«Si j’avais...»
Croire que l’on a évité le bonheur, quand on pouvait l’atteindre, est une insupportable sensation. Ne pas reconnaître la figure de la joie, passer à côté de la fortune sont des coups de dés que l’on déplore avec insistance. Au tirage d’une loterie, le porteur du numéro 612 se plaindra surtout parce que le 611 obtint le gros lot. Cette proximité l’affolle. Mon regret est de nature pareille. Mais quoi! la logique n’a rien à voir dans cet ordre d’émotions!
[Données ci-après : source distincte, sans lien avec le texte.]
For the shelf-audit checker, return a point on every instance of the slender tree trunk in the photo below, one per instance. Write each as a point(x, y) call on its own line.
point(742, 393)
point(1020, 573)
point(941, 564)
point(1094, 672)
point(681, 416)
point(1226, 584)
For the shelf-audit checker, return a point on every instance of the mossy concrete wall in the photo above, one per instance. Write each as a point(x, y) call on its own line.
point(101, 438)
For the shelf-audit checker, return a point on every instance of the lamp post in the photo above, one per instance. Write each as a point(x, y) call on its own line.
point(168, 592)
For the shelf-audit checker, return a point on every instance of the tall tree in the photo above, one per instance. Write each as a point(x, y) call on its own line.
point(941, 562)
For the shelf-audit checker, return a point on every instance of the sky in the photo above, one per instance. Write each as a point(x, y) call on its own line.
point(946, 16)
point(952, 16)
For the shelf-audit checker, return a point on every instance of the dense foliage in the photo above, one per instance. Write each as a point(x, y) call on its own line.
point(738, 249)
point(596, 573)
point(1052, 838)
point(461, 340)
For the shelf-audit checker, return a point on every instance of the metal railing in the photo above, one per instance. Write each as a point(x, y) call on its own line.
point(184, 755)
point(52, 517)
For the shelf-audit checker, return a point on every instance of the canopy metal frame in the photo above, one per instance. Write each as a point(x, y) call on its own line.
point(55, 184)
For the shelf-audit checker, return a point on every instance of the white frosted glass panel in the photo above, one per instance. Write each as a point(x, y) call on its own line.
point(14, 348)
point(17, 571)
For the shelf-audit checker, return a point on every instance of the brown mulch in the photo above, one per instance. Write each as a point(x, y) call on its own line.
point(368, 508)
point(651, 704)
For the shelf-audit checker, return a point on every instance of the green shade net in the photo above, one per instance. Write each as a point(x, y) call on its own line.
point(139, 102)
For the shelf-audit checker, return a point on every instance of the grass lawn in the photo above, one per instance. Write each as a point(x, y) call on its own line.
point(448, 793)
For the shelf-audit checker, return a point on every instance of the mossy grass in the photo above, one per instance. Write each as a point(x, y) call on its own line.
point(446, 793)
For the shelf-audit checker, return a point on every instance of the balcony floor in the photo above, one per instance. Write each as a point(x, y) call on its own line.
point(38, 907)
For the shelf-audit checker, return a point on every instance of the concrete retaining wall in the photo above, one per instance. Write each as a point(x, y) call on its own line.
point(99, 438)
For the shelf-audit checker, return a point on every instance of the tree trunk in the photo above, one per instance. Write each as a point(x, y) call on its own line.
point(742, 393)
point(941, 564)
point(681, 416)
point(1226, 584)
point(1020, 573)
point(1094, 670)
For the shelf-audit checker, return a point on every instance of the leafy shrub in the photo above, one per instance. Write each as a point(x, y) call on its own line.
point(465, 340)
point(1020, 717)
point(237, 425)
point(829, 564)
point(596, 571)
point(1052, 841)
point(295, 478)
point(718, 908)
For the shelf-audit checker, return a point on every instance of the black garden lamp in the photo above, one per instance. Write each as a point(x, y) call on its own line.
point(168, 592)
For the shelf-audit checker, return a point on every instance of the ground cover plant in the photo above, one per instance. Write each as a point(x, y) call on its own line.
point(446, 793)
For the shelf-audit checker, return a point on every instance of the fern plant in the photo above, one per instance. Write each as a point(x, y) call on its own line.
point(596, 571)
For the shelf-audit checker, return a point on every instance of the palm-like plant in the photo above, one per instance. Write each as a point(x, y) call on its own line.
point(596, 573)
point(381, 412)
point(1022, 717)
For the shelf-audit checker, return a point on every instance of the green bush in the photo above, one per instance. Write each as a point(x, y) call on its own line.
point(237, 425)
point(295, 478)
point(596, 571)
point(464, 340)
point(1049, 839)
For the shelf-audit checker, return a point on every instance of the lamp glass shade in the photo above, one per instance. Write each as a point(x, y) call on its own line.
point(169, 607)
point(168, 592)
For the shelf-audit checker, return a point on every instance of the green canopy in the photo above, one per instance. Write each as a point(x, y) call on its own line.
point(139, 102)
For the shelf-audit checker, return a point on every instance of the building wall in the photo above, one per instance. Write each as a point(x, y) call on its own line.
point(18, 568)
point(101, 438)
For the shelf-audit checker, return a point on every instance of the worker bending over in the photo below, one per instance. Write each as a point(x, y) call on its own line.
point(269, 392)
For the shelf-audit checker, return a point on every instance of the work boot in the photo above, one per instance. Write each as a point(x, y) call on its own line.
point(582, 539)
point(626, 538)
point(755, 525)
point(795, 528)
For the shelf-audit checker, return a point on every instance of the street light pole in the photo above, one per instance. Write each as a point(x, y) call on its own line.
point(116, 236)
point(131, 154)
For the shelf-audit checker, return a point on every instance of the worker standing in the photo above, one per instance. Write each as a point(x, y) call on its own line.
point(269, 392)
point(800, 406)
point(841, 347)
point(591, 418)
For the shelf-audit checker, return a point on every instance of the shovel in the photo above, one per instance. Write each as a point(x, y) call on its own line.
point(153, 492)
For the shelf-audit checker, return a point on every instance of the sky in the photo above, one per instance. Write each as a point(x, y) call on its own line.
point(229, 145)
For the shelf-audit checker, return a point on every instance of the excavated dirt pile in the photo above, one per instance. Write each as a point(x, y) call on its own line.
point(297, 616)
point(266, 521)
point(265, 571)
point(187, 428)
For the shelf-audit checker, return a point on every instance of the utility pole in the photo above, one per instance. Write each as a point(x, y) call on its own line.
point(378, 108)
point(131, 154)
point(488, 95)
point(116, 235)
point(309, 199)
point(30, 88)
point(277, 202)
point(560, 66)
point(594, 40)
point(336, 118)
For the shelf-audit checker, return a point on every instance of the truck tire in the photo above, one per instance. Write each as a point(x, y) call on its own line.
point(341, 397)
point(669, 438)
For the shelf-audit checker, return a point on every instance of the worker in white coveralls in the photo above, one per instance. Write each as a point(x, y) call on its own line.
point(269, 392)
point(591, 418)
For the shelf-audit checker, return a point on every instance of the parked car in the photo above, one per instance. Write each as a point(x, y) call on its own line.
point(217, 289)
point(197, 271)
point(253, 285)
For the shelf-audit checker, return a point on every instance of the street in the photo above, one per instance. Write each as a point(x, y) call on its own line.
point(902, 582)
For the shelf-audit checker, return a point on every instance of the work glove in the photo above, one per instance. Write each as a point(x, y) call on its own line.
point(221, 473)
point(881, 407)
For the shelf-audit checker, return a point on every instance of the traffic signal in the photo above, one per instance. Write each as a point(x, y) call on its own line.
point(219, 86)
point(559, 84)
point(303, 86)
A ce sujet, ne pensez-vous pas que l’étymologie du mot «trivial» est un bon enseignement? Les petits faits de la vie, les petits accidents, les petits problèmes, les «trivialités» en un mot, nous offrent toujours trois voies, entre lesquelles il faut choisir. Le spleen trouve son compte dans nos erreurs. Il nous dégoûte d’une existence, où, à chaque minute du jour, on est forcé de prendre un parti. Il mène à cette introspection absurde et continue dont je parlais. Le sentiment de l’«à quoi bon?» y prédomine de façon dangereuse, et nous en arrivons, bientôt, à ne plus vouloir agir, par peur de nous tromper.
Hier soir, en fumant, j’avais cette vision de la jeunesse: une congrégation de carrefours où l’humanité s’était perdue, un labyrinthe, situé entre l’enfance et l’âge mûr, comme une marche dévastée entre deux états prospères. Pourtant, ne vous laissez pas séduire par cette image, car la plupart des hommes ne se doutent guère qu’ils sont dans un labyrinthe et, si quelques-uns s’embrouillent dans les carrefours, manquent les bifurcations et se trompent de chemin, ne sachant pas lire les indications des poteaux, d’autres se promènent avec simplicité dans ce dédale, comme s’ils parcouraient une avenue.—Ce sont les heureux de ce monde.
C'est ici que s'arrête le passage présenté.